🤖 AI Summary
In de novo drug design, inefficient chemical space exploration, high evaluation costs (e.g., physical simulations or human feedback), and mode collapse in reinforcement learning (RL) remain critical challenges. To address these, this paper proposes a diversity-driven RL framework. Its core innovation is the first integration of Determinantal Point Processes (DPPs) into RL minibatch selection, explicitly modeling molecular pairwise similarities to prioritize structurally diverse and high-quality molecule subsets during policy updates. The method is rigorously evaluated across multiple molecular generation oracles. Results show significant improvements in generated molecule diversity—measured by FCD and SNN scores (+12–28% over baselines)—while preserving drug-likeness (unchanged QED and SA scores) and target activity.

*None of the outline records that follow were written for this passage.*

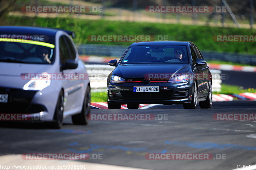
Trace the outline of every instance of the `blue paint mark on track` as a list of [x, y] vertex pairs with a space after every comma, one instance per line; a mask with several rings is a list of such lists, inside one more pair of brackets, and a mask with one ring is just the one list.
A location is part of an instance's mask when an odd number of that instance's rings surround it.
[[72, 129], [56, 129], [56, 130], [50, 130], [51, 131], [53, 132], [63, 132], [64, 133], [75, 133], [75, 134], [90, 134], [92, 133], [92, 132], [90, 131], [84, 131], [83, 130], [77, 130]]
[[256, 150], [256, 147], [236, 145], [230, 143], [217, 143], [206, 142], [196, 142], [179, 141], [166, 141], [166, 144], [181, 146], [188, 146], [196, 148], [227, 149], [228, 150]]

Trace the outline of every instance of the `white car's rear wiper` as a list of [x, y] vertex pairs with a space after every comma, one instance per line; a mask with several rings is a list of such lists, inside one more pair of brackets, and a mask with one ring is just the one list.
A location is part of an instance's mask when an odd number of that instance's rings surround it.
[[0, 62], [3, 61], [4, 62], [7, 62], [8, 63], [30, 63], [26, 61], [23, 61], [19, 60], [16, 60], [15, 59], [12, 59], [12, 58], [7, 58], [5, 59], [1, 59], [0, 58]]

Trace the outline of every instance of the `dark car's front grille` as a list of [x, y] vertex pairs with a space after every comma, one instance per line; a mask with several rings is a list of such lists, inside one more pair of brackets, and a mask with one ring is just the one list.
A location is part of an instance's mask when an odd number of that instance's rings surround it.
[[121, 94], [124, 98], [135, 98], [150, 100], [152, 99], [161, 99], [170, 98], [172, 92], [171, 90], [164, 90], [160, 92], [134, 92], [132, 91], [123, 91]]
[[173, 98], [177, 99], [187, 98], [188, 97], [189, 94], [188, 89], [175, 90], [173, 93]]
[[135, 100], [171, 100], [187, 98], [188, 97], [189, 90], [165, 90], [160, 92], [134, 92], [132, 91], [121, 91], [121, 94], [125, 99]]

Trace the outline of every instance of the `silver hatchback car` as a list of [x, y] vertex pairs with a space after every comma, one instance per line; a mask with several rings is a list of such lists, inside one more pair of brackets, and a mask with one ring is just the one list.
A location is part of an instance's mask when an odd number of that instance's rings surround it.
[[60, 128], [71, 115], [74, 124], [88, 123], [90, 82], [70, 35], [55, 28], [0, 27], [0, 120], [50, 121]]

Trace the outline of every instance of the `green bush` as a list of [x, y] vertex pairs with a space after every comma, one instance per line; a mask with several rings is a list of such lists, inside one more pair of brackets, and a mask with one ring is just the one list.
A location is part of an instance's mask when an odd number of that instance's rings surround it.
[[256, 42], [215, 42], [216, 35], [253, 35], [255, 30], [162, 23], [82, 19], [67, 17], [31, 18], [27, 17], [7, 16], [2, 25], [33, 26], [57, 27], [75, 31], [76, 43], [129, 45], [132, 42], [90, 42], [91, 35], [168, 35], [168, 40], [191, 41], [201, 50], [256, 53]]

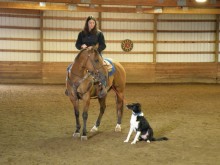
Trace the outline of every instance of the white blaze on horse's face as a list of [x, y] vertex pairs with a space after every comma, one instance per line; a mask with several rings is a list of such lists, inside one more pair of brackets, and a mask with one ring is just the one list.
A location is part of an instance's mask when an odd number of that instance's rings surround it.
[[95, 21], [92, 19], [89, 20], [88, 26], [89, 26], [89, 31], [91, 31], [95, 27]]

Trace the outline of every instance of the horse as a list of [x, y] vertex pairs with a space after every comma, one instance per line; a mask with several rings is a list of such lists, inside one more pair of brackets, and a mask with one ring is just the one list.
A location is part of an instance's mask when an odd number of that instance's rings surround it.
[[[109, 60], [108, 60], [109, 61]], [[117, 124], [115, 132], [121, 132], [121, 121], [124, 106], [124, 90], [126, 84], [126, 72], [123, 66], [114, 60], [110, 60], [115, 71], [111, 75], [104, 59], [95, 47], [82, 49], [67, 68], [66, 95], [69, 96], [76, 119], [76, 130], [73, 137], [80, 137], [79, 100], [83, 102], [83, 130], [81, 140], [87, 140], [86, 123], [91, 98], [97, 98], [100, 111], [91, 132], [97, 132], [102, 116], [106, 109], [107, 92], [113, 89], [116, 96]]]

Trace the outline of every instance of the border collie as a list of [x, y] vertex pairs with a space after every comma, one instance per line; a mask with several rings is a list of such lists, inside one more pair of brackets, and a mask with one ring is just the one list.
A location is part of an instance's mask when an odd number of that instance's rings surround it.
[[124, 142], [128, 142], [132, 132], [136, 132], [134, 140], [131, 144], [136, 144], [137, 141], [147, 141], [150, 143], [151, 141], [162, 141], [168, 140], [166, 137], [154, 138], [153, 129], [150, 124], [144, 117], [143, 112], [141, 111], [141, 104], [132, 103], [126, 105], [128, 110], [132, 111], [131, 120], [130, 120], [130, 130], [128, 136]]

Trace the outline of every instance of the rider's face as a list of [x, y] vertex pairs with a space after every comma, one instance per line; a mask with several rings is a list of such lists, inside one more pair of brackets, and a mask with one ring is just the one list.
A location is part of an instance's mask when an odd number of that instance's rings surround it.
[[88, 26], [89, 26], [89, 31], [91, 31], [95, 27], [95, 21], [92, 19], [89, 20]]

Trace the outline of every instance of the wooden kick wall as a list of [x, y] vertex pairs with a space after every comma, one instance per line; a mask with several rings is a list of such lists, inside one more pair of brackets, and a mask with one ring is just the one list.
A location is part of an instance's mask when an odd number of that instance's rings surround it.
[[[0, 9], [0, 83], [65, 83], [85, 18], [106, 39], [104, 57], [128, 83], [220, 83], [219, 15], [153, 15]], [[134, 43], [123, 52], [121, 41]]]

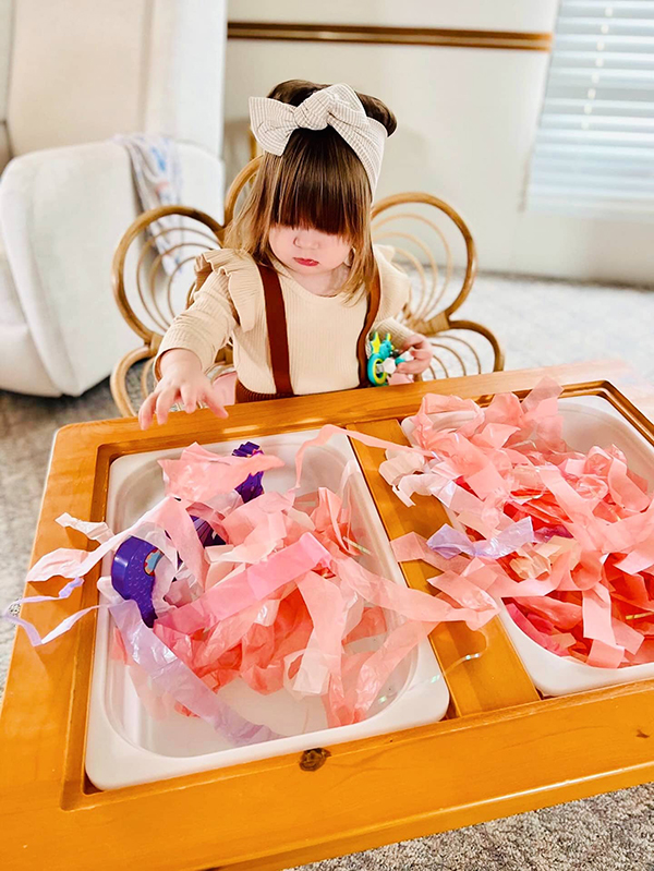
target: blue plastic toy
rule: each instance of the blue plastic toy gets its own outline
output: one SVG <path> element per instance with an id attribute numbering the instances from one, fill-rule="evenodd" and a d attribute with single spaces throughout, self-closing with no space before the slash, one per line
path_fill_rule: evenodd
<path id="1" fill-rule="evenodd" d="M 384 341 L 379 334 L 375 332 L 371 342 L 372 351 L 368 358 L 367 376 L 374 387 L 384 387 L 388 384 L 389 375 L 396 371 L 404 360 L 400 356 L 401 351 L 393 348 L 390 340 L 390 332 L 386 334 Z"/>

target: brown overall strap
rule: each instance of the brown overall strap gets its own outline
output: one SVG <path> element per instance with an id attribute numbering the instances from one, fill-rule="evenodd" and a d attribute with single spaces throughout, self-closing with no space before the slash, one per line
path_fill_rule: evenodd
<path id="1" fill-rule="evenodd" d="M 272 377 L 275 378 L 275 390 L 278 396 L 294 396 L 289 363 L 289 336 L 286 322 L 286 306 L 283 304 L 279 276 L 275 269 L 269 266 L 263 266 L 261 263 L 257 263 L 257 266 L 264 283 L 268 347 L 270 348 L 270 364 L 272 366 Z"/>
<path id="2" fill-rule="evenodd" d="M 359 335 L 359 340 L 356 342 L 356 356 L 359 358 L 359 386 L 360 387 L 370 387 L 370 382 L 367 378 L 367 354 L 365 350 L 365 343 L 367 341 L 367 337 L 373 331 L 373 325 L 377 319 L 377 314 L 379 313 L 379 300 L 382 297 L 382 287 L 379 283 L 379 270 L 375 266 L 375 277 L 371 283 L 371 290 L 368 293 L 368 305 L 367 312 L 365 315 L 365 320 L 363 323 L 363 329 Z"/>

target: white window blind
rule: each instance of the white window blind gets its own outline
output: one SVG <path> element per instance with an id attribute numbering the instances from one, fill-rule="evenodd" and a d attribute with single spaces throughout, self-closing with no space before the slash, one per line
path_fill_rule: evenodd
<path id="1" fill-rule="evenodd" d="M 526 205 L 654 220 L 654 0 L 561 0 Z"/>

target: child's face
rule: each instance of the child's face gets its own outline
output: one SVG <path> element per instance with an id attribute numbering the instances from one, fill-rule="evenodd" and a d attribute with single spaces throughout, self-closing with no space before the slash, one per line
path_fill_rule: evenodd
<path id="1" fill-rule="evenodd" d="M 319 275 L 337 269 L 350 253 L 350 243 L 331 233 L 303 227 L 270 228 L 272 254 L 289 269 L 302 275 Z"/>

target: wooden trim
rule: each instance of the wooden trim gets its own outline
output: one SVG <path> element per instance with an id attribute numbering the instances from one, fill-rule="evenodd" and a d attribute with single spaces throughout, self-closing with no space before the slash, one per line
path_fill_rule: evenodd
<path id="1" fill-rule="evenodd" d="M 549 51 L 552 34 L 517 31 L 469 31 L 450 27 L 372 27 L 364 24 L 230 21 L 229 39 L 283 39 L 304 43 L 356 43 L 450 48 L 499 48 Z"/>

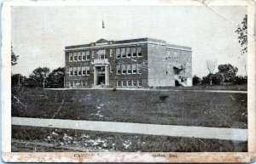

This work establishes a new paradigm for efficient, robust molecular generation under high-cost evaluation settings.
📝 Abstract
In many real-world applications, evaluating the goodness of instances is often costly and time-consuming, e.g., human feedback and physics simulations, in contrast to proposing new instances. In particular, this is even more critical in reinforcement learning, as new interactions with the environment (i.e., new instances) need to be evaluated to provide a reward signal to learn from. As sufficient exploration is crucial, learning from a diverse mini-batch can have a large impact and help mitigate mode collapse. In this paper, we introduce diverse mini-batch selection for reinforcement learning and propose to use determinantal point processes for this task. We study this framework in the context of a real-world problem, namely drug discovery. We experimentally study how our proposed framework can improve the effectiveness of chemical exploration in de novo drug design, where finding diverse and high-quality solutions is essential. We conduct a comprehensive evaluation with three well-established molecular generation oracles over numerous generative steps. Our experiments conclude that our diverse mini-batch selection framework can substantially improve the diversity of the solutions, while still obtaining solutions of high quality. In drug discovery, such outcome can potentially lead to fulfilling unmet medication needs faster.